上機嫌でハチミツをかけたフレンチトーストを食べるジークヴァルト様の顔を正視しにくい、なんだかやたらとキラキラして見えるのだ、おかしい、6つ名の私には神気なんて効かないはずではなかったのか。
「どうかしたか?」
「いえ、いつにも増してジークヴァルト様がお美しく見えるので、私の目がどうかしたかと思いまして」
正直に言うとジークヴァルト様はくすりと笑った。
「私も君のことがいつにも増して光り輝いて見える。感情制限が多少緩んでいる私は君への恋愛感情をはっきりと自覚したが、君も少しでも自覚してくれたというのなら望外の喜びだ」
・・・恋愛感情?
あれか、好きな相手は光り輝いて見えるという、あのラブラブフィルターか。
なんてこったい、感情制限なんてされていなかった前世でも装備されていなかったフィルターが、感情制限されているはずの今世で実装されるとは。

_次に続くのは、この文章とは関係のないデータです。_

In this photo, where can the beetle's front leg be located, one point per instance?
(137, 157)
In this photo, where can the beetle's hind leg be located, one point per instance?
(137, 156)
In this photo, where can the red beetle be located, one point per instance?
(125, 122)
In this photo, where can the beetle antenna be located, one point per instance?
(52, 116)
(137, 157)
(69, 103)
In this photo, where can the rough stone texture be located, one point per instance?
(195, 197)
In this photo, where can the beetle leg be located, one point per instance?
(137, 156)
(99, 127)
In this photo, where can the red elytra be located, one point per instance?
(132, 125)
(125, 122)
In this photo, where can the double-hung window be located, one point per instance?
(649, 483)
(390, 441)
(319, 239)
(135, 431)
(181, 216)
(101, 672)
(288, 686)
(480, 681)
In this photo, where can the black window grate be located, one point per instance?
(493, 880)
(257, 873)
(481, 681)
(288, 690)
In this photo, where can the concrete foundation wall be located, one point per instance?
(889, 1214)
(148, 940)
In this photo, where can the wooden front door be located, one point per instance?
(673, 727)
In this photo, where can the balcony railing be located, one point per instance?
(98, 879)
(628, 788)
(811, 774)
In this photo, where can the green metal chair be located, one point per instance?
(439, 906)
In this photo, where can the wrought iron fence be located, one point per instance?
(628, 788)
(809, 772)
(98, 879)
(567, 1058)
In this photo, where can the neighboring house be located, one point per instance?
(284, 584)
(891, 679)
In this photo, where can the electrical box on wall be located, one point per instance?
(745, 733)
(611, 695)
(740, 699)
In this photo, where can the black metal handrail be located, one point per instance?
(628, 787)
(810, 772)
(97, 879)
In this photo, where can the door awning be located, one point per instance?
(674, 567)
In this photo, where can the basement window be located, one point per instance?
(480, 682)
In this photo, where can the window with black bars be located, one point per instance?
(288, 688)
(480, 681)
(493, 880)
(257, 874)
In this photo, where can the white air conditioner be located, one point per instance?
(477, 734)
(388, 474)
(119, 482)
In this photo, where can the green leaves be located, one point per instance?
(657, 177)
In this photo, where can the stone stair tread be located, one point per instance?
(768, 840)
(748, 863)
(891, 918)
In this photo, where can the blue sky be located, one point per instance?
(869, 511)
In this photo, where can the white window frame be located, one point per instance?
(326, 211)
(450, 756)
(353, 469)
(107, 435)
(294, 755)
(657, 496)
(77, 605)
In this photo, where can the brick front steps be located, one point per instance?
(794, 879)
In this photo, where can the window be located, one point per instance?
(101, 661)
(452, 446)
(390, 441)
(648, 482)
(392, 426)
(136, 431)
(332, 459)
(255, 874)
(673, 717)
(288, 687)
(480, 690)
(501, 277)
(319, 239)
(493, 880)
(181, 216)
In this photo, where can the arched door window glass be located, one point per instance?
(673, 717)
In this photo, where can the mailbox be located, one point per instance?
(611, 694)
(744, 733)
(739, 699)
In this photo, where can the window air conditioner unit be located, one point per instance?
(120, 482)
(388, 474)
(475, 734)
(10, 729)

いや、ジークヴァルト様は並外れた絶世の美形の上に神気まで垂れ流しているんだから、私でなくても光り輝いて見えるのだろうけども。
まあ、でも、これまでは絶世の美形だとは思っていても、光り輝いてまではいなかったから、私の中でなんらかの感情の変化があったということなんだろうな、きっと。
「なるほど、そういうものですか。ならば私の目がおかしくなってジークヴァルト様の神気がわかるようになったというわけではないのですね」
「別に私に向かって跪いて祈り出したくはならないであろう?」
ならないね。
どちらかといえば、これまで心の中で注連縄かけて拝んでいたのが、注連縄外れてご神木から人型になっちゃったし。
「祈っても特にご利益はなさそうですしね」
「ゴリヤク?」
ああ、この世界では御利益とは言わないか。
ジークヴァルト様がきょとんとしている。
「ジークヴァルト様は私の恋人で夫であって、神ではありませんから」
ジークヴァルト様がそれはもう幸せそうに微笑んだ、キラキラ度が5割増しだ。
給仕をしているイリスが今にも鼻血を吹いて倒れそうな顔をしている、私の庇護下にあるから神気は効かないはずなんだけど、元々イリスは唯美主義だからなあ。
「そうだな、私は君を愛するただの男だ」
なんか色々吹っ切った晴れやかな顔をしている、ジークヴァルト様の400年消えなかった神気が消える日も遠くない予感がした。
一応ルナールルートでもセイランは結婚後ルナールのことをかっこいいなあ、いい男だなあ、と思って日々見ていますが、なんせ元々かっこ良くていい男だったために、それがラブラブフィルターによるものだとは気付かないまま生活しています。